FiveThirtyEight’s weekly riddler column has started a shorter version to go along with the longer one. The column is here. I’m not going to give the answer I got here in the OP, in hopes that there will be a better discussion. The basics are as follows:

Line up 100 coins heads up, numbered 1 to 100. For every number N, 1 to 100, flip over the coin which is a multiple of N. So, when N=1, all coins are flipped to tails, when N=2, all the even numbers flip back to heads, and so on. At the end of the operation, which coins are tails?

Now, I’m not very good at these sorts of things, so I brute-forced it using an Excel function. Leaving cell A1 blank, I ran the coin numbers down column A and the numbers N along row 1, with the initial state (all heads expressed as 1) in column B with B1=N=0. I then wrote the function =(IF(MOD,$A2,C$1)=0,B2*-1,B2*1). The MOD function takes the coin number, divides it by the value for N, and returns a remainder. If the remainder equals zero, the IF function flips the sign and if the remainder does not equal zero, the IF function keeps the value the same. Copying the function throughout the Excel sheet gave the results for all N.

I figure there has to be a more elegant way to find the answer. This just feels like the classic sort of puzzle that has a simple algorithm that returns the answer, but I have no idea how to do it.

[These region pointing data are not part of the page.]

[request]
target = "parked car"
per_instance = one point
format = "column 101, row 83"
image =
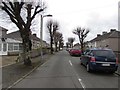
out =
column 75, row 52
column 99, row 59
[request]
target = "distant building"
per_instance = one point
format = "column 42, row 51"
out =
column 109, row 40
column 12, row 42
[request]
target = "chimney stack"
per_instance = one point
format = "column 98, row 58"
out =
column 98, row 35
column 104, row 32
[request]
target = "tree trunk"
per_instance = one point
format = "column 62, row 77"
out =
column 56, row 47
column 51, row 48
column 26, row 49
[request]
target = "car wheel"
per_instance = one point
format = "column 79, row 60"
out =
column 88, row 68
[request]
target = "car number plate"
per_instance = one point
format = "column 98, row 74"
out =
column 105, row 64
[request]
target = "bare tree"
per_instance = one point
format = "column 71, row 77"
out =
column 82, row 34
column 49, row 27
column 14, row 10
column 71, row 40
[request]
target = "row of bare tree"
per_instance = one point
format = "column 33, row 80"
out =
column 56, row 37
column 82, row 34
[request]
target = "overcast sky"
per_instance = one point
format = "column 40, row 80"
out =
column 96, row 15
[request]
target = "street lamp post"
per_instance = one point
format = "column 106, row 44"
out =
column 41, row 34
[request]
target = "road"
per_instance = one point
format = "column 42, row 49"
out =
column 65, row 71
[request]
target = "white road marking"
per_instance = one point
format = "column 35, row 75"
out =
column 81, row 83
column 70, row 62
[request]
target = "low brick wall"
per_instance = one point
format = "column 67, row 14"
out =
column 118, row 56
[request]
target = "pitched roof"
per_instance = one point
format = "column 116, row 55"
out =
column 112, row 34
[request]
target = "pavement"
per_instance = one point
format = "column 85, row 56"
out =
column 7, row 60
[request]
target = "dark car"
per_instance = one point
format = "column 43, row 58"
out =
column 99, row 59
column 75, row 52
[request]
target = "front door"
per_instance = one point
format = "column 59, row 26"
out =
column 3, row 48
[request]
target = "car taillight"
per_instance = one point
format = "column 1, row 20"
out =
column 92, row 59
column 116, row 60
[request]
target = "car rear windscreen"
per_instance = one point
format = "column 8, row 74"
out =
column 104, row 53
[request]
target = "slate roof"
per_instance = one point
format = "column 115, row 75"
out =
column 16, row 35
column 112, row 34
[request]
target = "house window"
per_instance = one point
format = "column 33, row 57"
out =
column 10, row 47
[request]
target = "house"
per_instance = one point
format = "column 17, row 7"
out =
column 7, row 44
column 12, row 43
column 109, row 40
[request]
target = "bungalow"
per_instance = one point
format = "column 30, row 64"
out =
column 12, row 43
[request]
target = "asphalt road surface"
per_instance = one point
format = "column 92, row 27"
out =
column 65, row 71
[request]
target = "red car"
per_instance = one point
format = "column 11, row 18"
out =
column 75, row 52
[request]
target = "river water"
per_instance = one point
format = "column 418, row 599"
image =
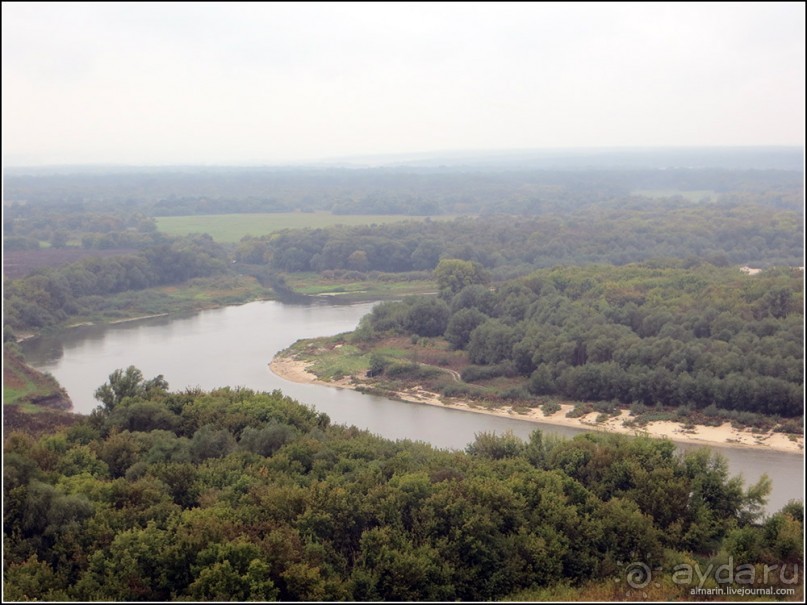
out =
column 232, row 346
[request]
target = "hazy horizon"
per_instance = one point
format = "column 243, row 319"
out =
column 243, row 84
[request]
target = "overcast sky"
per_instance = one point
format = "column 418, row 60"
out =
column 211, row 83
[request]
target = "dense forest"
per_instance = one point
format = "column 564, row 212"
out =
column 51, row 295
column 614, row 234
column 238, row 495
column 611, row 285
column 698, row 337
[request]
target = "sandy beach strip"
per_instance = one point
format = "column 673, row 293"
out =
column 725, row 435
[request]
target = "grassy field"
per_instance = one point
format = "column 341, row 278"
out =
column 692, row 196
column 230, row 228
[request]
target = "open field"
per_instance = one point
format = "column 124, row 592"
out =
column 230, row 228
column 691, row 196
column 19, row 263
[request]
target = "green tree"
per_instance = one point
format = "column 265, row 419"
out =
column 453, row 275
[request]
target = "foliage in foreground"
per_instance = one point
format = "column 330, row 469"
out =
column 238, row 495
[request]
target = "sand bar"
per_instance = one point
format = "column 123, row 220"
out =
column 724, row 435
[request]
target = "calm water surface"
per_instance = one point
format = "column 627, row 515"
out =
column 233, row 346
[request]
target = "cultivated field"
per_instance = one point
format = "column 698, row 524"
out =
column 230, row 228
column 19, row 263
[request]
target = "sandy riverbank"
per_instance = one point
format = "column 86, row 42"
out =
column 724, row 435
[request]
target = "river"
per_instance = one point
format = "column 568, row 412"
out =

A coin will be tails if it is flipped over an odd number of times. It is flipped over once for each of its factors. Each factor f of x comes paired with a corresponding distinct other factor x/f, except in the case that these two actually coincide (i.e., when x = f[sup]2[/sup]; there will be precisely one such f if x is a perfect square, and none otherwise). Thus, a coin will end up tails if and only if its number is a perfect square.

One could also pose a version of the problem where we don’t flip all the coins whose numbers are divisible by 1 – in which case all of the coins with square numbers would be flipped an even number of times and the rest would be flipped an odd number of times. The result would still be basically the same, just with every coin reversed.